01-When-Can-Machines-Learn(The-Learning-Problem)

What is Machine Learning

data ———-> ML ———-> improved performance measure
machine learning: improving some performance measure with experience computed from data.
e.g. Tree Recognition

Key Essence of ML:

  • exists some ‘underlying pattern’ to be learned, so ‘performance measure’ can be improved.
  • but no programmable (easy) definition, so ‘ML’ is needed.
  • somehow there is data about the pattern, so ML has some ‘inputs’ to learn from.

Components of Learning: Metaphor Using Credit Approval

Applicant Information

unknown pattern to be learned: ‘approve credit card good for bank?’


Formalize the Learning Problem:

Basic Notations:

  • input: $x \epsilon X$ (customer application)
  • output: $y \epsilon Y$ (good/bad after approving credit card)
  • unknown pattern to be learned $\Leftrightarrow$ target function: $f: X\rightarrow Y$ (ideal credit approval formula)
  • data $\Leftrightarrow$ training examples: $D = {(x_1,y_1),(x_2,y_2),…,(x_N,y_N)}$ (historical records in bank)
  • hypothesis $\Leftrightarrow$ skill with hopefully good performance: $g: X\rightarrow Y$ (‘learned’ formula to be used)

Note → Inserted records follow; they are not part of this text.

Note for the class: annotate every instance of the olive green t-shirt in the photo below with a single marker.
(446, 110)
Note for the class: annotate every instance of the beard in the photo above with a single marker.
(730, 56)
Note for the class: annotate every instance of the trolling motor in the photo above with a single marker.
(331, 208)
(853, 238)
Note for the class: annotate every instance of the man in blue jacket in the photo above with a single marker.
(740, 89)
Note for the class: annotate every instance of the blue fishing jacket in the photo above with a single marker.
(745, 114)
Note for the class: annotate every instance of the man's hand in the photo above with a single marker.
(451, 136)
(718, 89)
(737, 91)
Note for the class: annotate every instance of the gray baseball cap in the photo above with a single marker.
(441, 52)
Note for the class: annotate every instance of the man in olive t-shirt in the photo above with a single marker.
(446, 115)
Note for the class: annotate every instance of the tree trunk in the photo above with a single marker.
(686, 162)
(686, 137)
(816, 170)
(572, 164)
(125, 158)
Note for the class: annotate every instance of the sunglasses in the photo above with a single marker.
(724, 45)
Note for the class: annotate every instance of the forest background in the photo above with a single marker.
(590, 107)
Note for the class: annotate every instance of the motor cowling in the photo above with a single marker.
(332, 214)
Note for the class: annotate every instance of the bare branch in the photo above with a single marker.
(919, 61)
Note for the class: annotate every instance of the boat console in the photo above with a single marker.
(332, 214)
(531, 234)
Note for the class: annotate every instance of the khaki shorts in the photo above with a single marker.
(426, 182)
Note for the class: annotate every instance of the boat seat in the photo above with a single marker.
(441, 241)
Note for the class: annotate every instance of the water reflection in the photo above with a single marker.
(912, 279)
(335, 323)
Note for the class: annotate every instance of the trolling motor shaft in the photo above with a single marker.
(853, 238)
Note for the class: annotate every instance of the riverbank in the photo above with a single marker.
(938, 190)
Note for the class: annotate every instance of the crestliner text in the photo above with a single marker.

$\{(X_n, Y_n)\}$ from $f$ —–> ML —–> g


Practical Definition of Machine Learning

machine learning: use data to compute hypothesis $g$ that approximates target $f$.
$A$ takes $D$ and $H$ to get $g$.


Machine Learning and Data Mining / Artificial Intelligence / Statistics

  • data mining: use (huge) data to find property that is interesting.
  • artificial intelligence: compute something that shows intelligent behavior.
  • statistics: use data to make inference about an unkonwn process.